In the first quarter of 2013, we issued:
$625 million of floating rate notes maturing February 2016, which bear interest at a rate equal to
the three-month London Inter-Bank Offered Rate (LIBOR) plus 21 basis points;
$625 million of 0.700% senior notes maturing in February 2016; and
$1.25 billion of 2.750% senior notes maturing in March 2023.
In the third quarter of 2013, we issued:
$850 million of floating rate notes maturing in July 2015 (2015 Notes), which bear interest at a rate
equal to the three-month LIBOR plus 20 basis points; and
$850 million of 2.250% senior notes maturing in January 2019 (2019 Notes).
The net proceeds from the issuances of the notes in the first quarter of 2013 were used for general corporate
purposes, including the repayment of commercial paper.

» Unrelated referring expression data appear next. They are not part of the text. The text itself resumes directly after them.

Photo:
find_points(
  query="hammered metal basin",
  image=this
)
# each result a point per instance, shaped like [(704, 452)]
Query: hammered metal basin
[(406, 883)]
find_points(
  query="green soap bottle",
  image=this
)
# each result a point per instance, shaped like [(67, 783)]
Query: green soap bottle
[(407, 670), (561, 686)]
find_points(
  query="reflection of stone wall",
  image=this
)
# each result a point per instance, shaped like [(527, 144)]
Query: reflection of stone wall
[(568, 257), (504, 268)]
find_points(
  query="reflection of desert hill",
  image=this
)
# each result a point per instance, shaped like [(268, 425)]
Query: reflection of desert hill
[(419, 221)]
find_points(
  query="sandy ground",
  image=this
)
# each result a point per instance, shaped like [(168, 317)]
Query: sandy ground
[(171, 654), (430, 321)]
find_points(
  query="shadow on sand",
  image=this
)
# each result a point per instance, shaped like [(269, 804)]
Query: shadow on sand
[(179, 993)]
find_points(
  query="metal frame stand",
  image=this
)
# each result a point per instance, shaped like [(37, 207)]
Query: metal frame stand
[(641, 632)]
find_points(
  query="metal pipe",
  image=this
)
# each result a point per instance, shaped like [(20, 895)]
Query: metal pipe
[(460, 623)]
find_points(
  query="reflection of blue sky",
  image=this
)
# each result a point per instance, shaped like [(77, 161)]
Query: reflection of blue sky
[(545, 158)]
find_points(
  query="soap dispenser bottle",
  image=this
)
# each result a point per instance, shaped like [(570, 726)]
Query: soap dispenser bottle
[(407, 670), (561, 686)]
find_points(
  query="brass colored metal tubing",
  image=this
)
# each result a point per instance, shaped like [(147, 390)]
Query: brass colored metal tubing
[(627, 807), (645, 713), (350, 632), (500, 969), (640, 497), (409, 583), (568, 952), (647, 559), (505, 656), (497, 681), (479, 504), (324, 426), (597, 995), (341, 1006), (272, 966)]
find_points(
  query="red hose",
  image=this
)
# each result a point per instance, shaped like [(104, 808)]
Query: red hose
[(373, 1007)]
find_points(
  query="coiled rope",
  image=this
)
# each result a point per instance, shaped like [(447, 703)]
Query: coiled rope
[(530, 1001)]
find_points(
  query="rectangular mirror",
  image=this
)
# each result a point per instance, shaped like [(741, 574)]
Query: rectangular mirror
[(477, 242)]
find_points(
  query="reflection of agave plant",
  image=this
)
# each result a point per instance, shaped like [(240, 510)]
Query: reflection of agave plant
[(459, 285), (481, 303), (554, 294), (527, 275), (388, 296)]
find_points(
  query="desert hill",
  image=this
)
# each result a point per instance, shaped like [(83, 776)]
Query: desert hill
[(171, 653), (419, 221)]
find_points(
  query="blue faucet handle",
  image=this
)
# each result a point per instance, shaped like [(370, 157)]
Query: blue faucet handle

The net proceeds from the issuances of the notes in
the third quarter of 2013 were primarily used for the redemption of our outstanding 3.75% senior notes
maturing in March 2014 (2014 Notes), as described below, with the remainder used for general corporate
purposes, including the repayment of commercial paper. In the third quarter of 2013, we exercised our option
to redeem all of the above 2014 Notes, using approximately $1 billion of the net proceeds from the 2015
Notes and 2019 Notes issued in the quarter.